« Pretty SQL Statement | Main | Cleaning »

March 18, 2005

Ruby Advocacy

This is a conversation between Justin Dressel and myself, about Ruby and Python. I thought it had some value, so here it is.

in particular, list comprehensions work well with the functional techniques like anonymous functions mapped across a list - I don’t see Ruby supporting anything like that offhand.

Far from correct! Ruby supports a block-passing style inherited from Smalltalk, so it’s common to work with lots of different data structures by passing effectively blocks. For example:


[1, 2, 3, 4].collect { |x| x * x }
=> [1, 4, 9, 16]

(1..10).select { |x| x % 3 == 0 }
=> [3, 6, 9]

The bummer is that you can’t do the [f(x) for x in l if cond(x)] in a single block. But it can still be done:


((1..10).select { |x| x % 3 == 0}).collect {|x| x * x }
=> [9, 36, 81]

The advantage of the block-passing style is that generators are a lot more built-in to the language. For example, these are equivalent:


1.upto(100000).each {|x| puts x}

for i in 1..100000
  puts i
end

And in neither of those cases is an array instantiated with all members of the range (which is what a X..Y is, and that is an object, and you can add methods to it).

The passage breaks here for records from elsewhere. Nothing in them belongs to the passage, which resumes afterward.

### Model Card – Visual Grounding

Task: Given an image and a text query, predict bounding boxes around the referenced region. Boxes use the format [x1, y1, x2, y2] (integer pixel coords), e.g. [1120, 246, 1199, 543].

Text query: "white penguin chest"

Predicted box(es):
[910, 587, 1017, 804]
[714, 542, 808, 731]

Also what is the difference between multiple inheritance and Ruby’s ‘mixins’?

It’s really an academic difference. The class heirarchy answers the “is-a” question. You also can only mix in a module, not a full class, but it’s kind of moot because a module can have all the benefits of a class, it just can’t be instantiated. You can design a module to be included with a class though, and in so doing create new instance variables and rename other methods and so forth, just like you normally can, so that difference is pretty minor too—you just have to be accustomed to the idea that the module doesn’t get instantiated.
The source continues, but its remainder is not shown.